Party leaders battle over wage rises
Scott Morrison and Anthony Albanese have gone head to head for the third and final time in a leaders' debate before polling day, trading barbs on wages growth and cost of living pressures.
The debate, hosted by Channel 7 on Wednesday night, was held with just nine days to go until the May 21 election and was notable for being more civil and less shouty than their previous encounter.
Mr Albanese said low wage workers, including cleaners and aged care employees were "heroes of the pandemic" and deserved "more than our thanks".
"I want a better future where we deal with the cost of living crisis where everything is going up except for people's wages," he said.
The opposition leader said a 5 per cent minimum wage increase amounted to "two cups of coffee a day".
Mr Morrison said he also backed a wage rise for all workers, but small businesses across the country would struggle with that increase in their wages bills "on top of all the other things they're facing".
"People won't be worrying about what their wages are, they will be worrying about whether they have a job," the prime minister said.
Mr Albanese highighted Labor's childcare policy costed at $5.4 billion, noting that was less than the government had wasted on the torn-up French submarine contract.
"This is the most wasteful government in Australia's history. Waste and reports is something that has characterised this government because it treats taxpayers' money like its Liberal Party money," he said.
Both leaders were asked about the shift towards independents and micro parties among voters, and what they thought was driving it.
Mr Albanese said there was a great deal of disillusionment with major parties, with people fed up with revolving doors of leadership and corrupt practices seen in recent times, highlighting the need for a national anti-corruption commission.
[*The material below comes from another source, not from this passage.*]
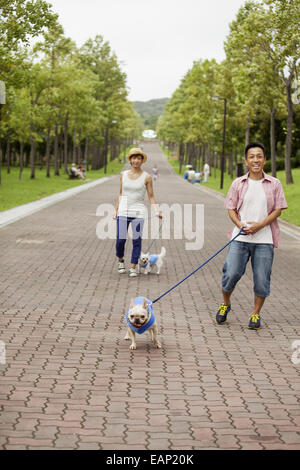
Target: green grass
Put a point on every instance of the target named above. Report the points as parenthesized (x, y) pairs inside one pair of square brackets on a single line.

Mr Morrison said the last three years had been "incredibly tough", and that had affected people's views of politics but a vote for independents would be a vote to weaken parliament and weaken Australia.
Mr Morrison was asked to justify his criticism of his opponent when he labelled him the "most dangerous leader since Gough Whitlam".
He said Mr Albanese "has been very loose" on economic policy and "makes things up as he goes along".
In response, Mr Albanese slammed the prime minister over his handling of the Covid-19 pandemic and natural disasters.
When asked what trait they admired in each other, Mr Morrison said it was Mr Albanese's rise from "humble beginnings" to become the leader of the Labor Party.
Mr Albanese said the prime minister was committed to the nation and had invested in mental health.
The results of a vote by people watching the debate across Australia was a win for Mr Albanese with 50 per cent supporting him while Mr Morrison claimed 34 per cent.